Et si nos chiens connaissaient, à leur manière, un problème qui n’a pas de nom ? Les nouveaux modes de vie que nous proposons à nos chiens (vie en appartement, en maison, en jardin clôturé) permettent-ils vraiment de combler leurs besoins fondamentaux ?
¹ FRIEDAN Betty, The Féminine Mystique [1963], Traduit de l’anglais (USA) par Yvette Roudy, Paris, Belfond, 2009, p. 26.

The problem that as no name, version chien (en Occident au XXIème siècle) :
Historiquement, le chien domestique a comblé ses besoins aux côtés des humains notamment à travers le rôle de travailleur qu’il occupait à leurs côtés (chien de berger, chien de garde, chien de chasse, etc…) jusqu’au milieu du XXème siècle. Par la suite, la mécanisation puis la robotisation des tâches ont, petit à petit, mis les chiens au chômage.
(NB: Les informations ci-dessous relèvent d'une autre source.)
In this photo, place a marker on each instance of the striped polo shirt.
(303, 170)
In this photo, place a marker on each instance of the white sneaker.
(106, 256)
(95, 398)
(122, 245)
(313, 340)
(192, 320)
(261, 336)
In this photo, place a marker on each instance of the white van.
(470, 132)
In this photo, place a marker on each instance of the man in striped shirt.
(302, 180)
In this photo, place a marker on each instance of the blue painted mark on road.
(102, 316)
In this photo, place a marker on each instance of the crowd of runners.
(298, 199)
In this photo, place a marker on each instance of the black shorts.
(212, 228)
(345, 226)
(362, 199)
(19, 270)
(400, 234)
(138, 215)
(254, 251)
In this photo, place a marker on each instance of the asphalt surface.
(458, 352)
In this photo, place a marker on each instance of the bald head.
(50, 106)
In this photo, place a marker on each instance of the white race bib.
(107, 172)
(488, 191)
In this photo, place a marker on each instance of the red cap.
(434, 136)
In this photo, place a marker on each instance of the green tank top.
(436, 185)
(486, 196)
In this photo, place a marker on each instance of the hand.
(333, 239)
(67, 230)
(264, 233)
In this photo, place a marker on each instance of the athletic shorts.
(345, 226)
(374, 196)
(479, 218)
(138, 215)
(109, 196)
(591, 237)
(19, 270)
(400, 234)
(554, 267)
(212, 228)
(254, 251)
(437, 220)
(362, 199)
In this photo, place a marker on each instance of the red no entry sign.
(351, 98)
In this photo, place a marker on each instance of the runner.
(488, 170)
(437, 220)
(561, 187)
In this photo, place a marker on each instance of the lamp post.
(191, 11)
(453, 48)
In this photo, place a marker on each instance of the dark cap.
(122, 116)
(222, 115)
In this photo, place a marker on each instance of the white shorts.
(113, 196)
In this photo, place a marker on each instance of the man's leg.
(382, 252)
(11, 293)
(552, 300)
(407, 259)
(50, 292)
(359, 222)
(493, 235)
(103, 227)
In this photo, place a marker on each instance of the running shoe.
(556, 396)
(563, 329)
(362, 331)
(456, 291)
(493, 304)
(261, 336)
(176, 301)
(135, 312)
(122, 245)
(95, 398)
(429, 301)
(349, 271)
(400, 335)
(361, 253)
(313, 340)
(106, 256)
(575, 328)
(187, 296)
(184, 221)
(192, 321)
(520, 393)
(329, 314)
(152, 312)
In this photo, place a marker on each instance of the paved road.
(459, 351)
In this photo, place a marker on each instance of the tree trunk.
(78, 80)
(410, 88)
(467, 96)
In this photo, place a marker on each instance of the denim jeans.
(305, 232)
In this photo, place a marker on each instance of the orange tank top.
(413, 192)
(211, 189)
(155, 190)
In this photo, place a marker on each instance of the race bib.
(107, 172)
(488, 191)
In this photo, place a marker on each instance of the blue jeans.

La prise de conscience occidentale globale reconnaissant des émotions et des sentiments aux animaux a fait apparaître une nouvelle condition pour de nombreux animaux domestiques : le métier d’animal de compagnie.
Si les chiens répondaient autrefois à leurs besoins fondamentaux à travers les tâches qu’ils effectuaient en tant que chiens de travail, ils sont une minorité aujourd’hui. La grande majorité des chiens vivants en Occident étant des chiens de compagnie, peu importe le groupe de races auquel ils appartiennent, de nombreux problèmes comportementaux viennent aujourd’hui mettre en lumière leur problème qui n’a pas de nom.
En effet, la destruction, les aboiements, le fait d’uriner à l’intérieur, etc… sont autant de signes de mal-être souvent interprétés et anthropomorphisés comme de la vengeance de la part du chien envers son maître. Apprendre à détecter ces signes c’est penser autrement la dépense de son chien, c’est lui assurer une stabilité physique et psychique en accord avec les besoins de sa (ses) race(s) mais aussi de son caractère et de son âge.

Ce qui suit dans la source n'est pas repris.